We obtained urine samples (at baseline and at 2 years) from a subgroup of 571 ACCORD participants, not randomly selected (a mix of matched CKD 1:1 case-control and randomized patients) who were all receiving statins. These patients were randomized to either placebo (n=329) or fenofibrate (n=242) at the initiation of the ACCORD study. We measured four urine biomarkers: kidney injury molecule-1 (KIM-1) and IL-18, two biomarkers specific to injury or damage to kidney tubules; monocyte chemoattractant protein (MCP-1), a biomarker of inflammation; and a biomarker of repair (YKL40) of kidney tubules. We measured these biomarkers once per sample using the four-plex prototype assay on the Mesoscale Platform (Meso Scale Diagnostics).

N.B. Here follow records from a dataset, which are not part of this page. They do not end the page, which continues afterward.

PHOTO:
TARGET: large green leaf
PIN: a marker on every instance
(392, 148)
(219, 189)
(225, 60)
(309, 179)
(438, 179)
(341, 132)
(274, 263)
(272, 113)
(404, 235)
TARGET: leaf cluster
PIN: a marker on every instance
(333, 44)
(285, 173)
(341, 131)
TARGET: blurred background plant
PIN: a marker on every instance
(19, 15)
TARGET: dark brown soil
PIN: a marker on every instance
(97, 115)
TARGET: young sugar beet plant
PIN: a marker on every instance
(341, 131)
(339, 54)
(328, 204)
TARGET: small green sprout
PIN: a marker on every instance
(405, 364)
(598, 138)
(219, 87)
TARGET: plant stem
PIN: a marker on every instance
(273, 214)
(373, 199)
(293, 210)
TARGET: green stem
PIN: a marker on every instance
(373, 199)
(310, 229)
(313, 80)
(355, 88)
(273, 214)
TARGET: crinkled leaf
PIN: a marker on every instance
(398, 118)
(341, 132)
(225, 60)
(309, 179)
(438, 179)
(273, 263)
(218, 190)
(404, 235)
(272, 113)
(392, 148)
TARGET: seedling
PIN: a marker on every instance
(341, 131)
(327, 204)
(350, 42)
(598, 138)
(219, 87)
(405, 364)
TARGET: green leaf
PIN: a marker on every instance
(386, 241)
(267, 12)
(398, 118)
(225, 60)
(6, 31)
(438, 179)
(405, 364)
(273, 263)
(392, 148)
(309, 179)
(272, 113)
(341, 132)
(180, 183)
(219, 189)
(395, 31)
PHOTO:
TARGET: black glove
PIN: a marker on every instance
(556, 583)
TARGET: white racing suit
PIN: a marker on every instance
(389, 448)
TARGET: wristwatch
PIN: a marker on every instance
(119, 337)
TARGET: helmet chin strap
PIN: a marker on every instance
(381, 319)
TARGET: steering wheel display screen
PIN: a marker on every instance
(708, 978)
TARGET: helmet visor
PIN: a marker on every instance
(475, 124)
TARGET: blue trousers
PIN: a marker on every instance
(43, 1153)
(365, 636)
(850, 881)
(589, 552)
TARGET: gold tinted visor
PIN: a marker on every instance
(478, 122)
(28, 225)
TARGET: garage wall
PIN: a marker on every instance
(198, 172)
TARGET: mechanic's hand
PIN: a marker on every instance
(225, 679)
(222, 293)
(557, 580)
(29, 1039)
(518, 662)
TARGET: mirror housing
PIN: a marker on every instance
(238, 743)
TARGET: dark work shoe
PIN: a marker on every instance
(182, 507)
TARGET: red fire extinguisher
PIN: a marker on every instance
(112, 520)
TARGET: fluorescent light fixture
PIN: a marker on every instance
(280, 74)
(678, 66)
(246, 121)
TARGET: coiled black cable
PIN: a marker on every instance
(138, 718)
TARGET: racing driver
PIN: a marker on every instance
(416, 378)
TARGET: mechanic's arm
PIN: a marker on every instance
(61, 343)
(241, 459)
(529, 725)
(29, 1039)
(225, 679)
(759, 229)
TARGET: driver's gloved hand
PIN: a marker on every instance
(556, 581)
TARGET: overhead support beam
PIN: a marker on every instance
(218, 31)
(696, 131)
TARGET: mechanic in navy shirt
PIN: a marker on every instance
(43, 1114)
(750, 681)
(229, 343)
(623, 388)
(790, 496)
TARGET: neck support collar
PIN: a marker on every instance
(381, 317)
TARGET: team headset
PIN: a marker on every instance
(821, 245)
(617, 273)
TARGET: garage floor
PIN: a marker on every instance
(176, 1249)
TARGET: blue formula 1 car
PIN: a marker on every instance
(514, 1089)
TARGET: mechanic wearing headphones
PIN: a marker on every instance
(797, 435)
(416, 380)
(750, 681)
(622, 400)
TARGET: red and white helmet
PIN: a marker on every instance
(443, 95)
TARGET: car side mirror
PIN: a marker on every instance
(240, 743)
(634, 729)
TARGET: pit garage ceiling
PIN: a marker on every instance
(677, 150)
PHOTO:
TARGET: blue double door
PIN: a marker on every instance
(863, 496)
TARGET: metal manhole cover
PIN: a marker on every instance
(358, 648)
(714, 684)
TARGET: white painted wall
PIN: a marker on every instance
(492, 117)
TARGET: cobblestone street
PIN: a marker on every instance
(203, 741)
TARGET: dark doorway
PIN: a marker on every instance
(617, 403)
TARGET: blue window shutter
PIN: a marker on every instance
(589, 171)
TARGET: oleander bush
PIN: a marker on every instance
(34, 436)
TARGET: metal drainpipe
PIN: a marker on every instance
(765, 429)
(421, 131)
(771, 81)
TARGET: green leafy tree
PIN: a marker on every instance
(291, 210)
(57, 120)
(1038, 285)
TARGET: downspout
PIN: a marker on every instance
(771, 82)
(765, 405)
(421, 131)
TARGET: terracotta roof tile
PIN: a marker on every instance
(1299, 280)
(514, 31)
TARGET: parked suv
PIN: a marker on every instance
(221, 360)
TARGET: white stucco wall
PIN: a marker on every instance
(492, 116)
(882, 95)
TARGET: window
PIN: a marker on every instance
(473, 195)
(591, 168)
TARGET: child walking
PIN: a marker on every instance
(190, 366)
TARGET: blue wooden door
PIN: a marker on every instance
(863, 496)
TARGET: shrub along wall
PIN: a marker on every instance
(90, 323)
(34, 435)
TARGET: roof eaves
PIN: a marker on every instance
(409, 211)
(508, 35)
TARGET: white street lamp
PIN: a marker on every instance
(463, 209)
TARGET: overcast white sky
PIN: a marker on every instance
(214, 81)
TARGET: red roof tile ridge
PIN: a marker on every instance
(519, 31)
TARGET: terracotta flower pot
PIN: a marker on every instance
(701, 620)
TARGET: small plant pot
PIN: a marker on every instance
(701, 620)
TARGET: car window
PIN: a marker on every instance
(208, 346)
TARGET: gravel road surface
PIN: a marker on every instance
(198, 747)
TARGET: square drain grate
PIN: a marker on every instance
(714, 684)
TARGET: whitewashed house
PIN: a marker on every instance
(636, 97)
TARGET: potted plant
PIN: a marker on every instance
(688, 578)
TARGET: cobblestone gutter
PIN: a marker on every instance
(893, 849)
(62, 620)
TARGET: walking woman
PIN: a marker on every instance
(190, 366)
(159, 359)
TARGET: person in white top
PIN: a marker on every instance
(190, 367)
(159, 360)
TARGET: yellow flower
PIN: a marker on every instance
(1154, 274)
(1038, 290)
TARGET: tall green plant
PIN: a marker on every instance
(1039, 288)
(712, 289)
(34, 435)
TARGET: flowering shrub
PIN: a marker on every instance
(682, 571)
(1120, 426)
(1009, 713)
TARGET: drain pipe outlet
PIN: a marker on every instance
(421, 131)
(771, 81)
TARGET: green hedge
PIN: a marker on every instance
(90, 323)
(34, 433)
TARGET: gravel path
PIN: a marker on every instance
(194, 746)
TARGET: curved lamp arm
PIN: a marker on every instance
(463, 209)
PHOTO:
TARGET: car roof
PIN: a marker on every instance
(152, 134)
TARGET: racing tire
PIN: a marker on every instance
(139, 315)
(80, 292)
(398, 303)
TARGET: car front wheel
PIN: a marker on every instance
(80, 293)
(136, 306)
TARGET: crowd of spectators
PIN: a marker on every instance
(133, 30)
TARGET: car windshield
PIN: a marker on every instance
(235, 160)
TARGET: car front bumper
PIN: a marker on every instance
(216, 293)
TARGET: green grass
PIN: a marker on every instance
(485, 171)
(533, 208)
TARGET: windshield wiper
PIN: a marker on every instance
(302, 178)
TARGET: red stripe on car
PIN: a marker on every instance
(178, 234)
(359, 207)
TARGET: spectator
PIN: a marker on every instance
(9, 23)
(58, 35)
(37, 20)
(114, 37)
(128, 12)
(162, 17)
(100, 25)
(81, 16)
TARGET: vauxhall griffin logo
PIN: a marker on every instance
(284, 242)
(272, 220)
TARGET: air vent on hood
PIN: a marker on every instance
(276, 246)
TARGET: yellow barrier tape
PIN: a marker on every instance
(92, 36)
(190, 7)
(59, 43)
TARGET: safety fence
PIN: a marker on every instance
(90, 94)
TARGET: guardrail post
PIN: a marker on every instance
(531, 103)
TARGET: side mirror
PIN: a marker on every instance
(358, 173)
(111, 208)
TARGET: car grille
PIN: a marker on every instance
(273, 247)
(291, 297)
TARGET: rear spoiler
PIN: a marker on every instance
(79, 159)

Intra- and interassay coefficients of variation were 2.2%–6.8% for urinary IL-18, 5.0%–9.3% for urinary KIM-1, 3.6%–15.3% for urinary MCP-1, and 1.6%–12.1% for urinary YKL-40. The average lower limit of detection obtained from multiple runs was 0.09 pg/ml for IL-18, 0.28 pg/ml for KIM-1, 0.05 pg/ml for MCP-1, and 0.16 pg/ml for YKL-40. Our primary outcome was the change in the concentration of these urinary biomarkers and the changes in eGFR and random urine albumin-to-creatinine ratio (UACR) over 2 years. Median (interquartile range) were calculated for baseline and follow-up period comparing both arms. We used quantile regression method to estimate the median change and 95% confidence interval from baseline to year 2 for eGFR, serum creatinine, and urinary biomarkers. We also calculated the ratio of the mean change at year 2 for fenofibrate arm versus placebo arm.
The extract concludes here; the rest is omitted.